The art of sampling

Sample the music you love

Have you ever been listening to a hip hop song on the radio or on your phone and you hear a part of the song that sounds extremely familiar, something you know you’ve heard before in another song? You may have wondered why it sounds so similar. Did this artist mean to do that? No doubt they did. 

A lot of inspiration and motivation travels through every hip-hop artist, whether it’s through their rhymes, their beats or even their lifestyle. Some fans might not even notice, though, that a certain part of their music was inspired by another artist.

Especially today, artists love and admire a certain part of another artist’s song and transfer that piece of music to their own project.

Whether it’s from the mainstream, where artists are well known and signed to labels, from the underground, where artists are working to get their name heard, or even from outside the hip-hop community, it doesn’t matter. All artists inspire each other sample each other’s work.

One instance of a sample in hip hop is the song “Workout” from J. Cole’s 2011 Cole World album. This song samples Kanye West, who released “The New Workout Plan” seven years earlier on his 2004 College Drop Out.

The reason for this sampling is that hip-hop artists are always painting a picture with their lyrics, whether it’s about money and women, or about where they grew up and how their life was hard. But they need that little something that’s missing in their music.

This is when artists go and look around for outside sources that they can use in their music to help imagine what they want to create.
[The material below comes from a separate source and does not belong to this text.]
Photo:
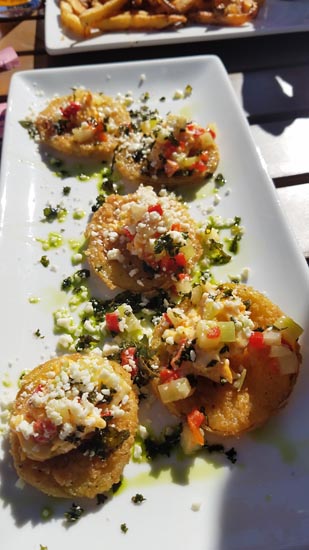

These outside sources don’t actually have to be other artists in the same genre.

For example, J. Cole wanted to find something that could help him paint a picture of himself back when he was in high school thinking about girls, so he incorporated two songs into his music – “Mariya” by Family Circle and “Impeach the President” by The Honey Drippers.

In April of 2015, Cole released “Wet Dreamz” on the album 2014 Forest Hills Drive. By June of 2016, the song had gone platinum, and by October the album itself had gone double platinum. In 2015, it won Top Rap Album and Album of the Year at the Billboard Music Awards and the BET Hip Hop Awards.

In the underground world, artists notice this process, and it gives them inspiration to one day make it in the Hip Hop world – like the Maryland rapper Logic. In his underground days, he became known for his lyrical wordplay and his music sampling.

Sometimes he would barely adjust an existing song so that his lyrics fit the original rhythm. For example, he rapped over the instrumental of Michael Jackson’s “Billie Jean,” allowing him to create the song “Wordplay,” included on his Young, Broke and Infamous mix-tape in 2010.

Logic has put his lyrics on almost any kind of music because he loves all styles and takes inspiration from hundreds of musicians. He admits that sometimes he sounds like another artist, but he embraces it because he believes all hip-hop artists are all mixed in with each other’s music, and everyone is recycling from one another

Even former up-and-coming rap artists in our own communities use the technique of sampling in their work. JL is an amateur Yuma artist whose “Lounge” samples “Feelin’ It” from Jay Z’s 1996 album Reasonable Doubt, which helped him express the thought that he doesn’t care about what life has to throw at him and he is just going to relax and adopt a new perspective.

Sampling, which has motivated and inspired many musicians, has changed the face of hip hop by evolving fresh new concepts.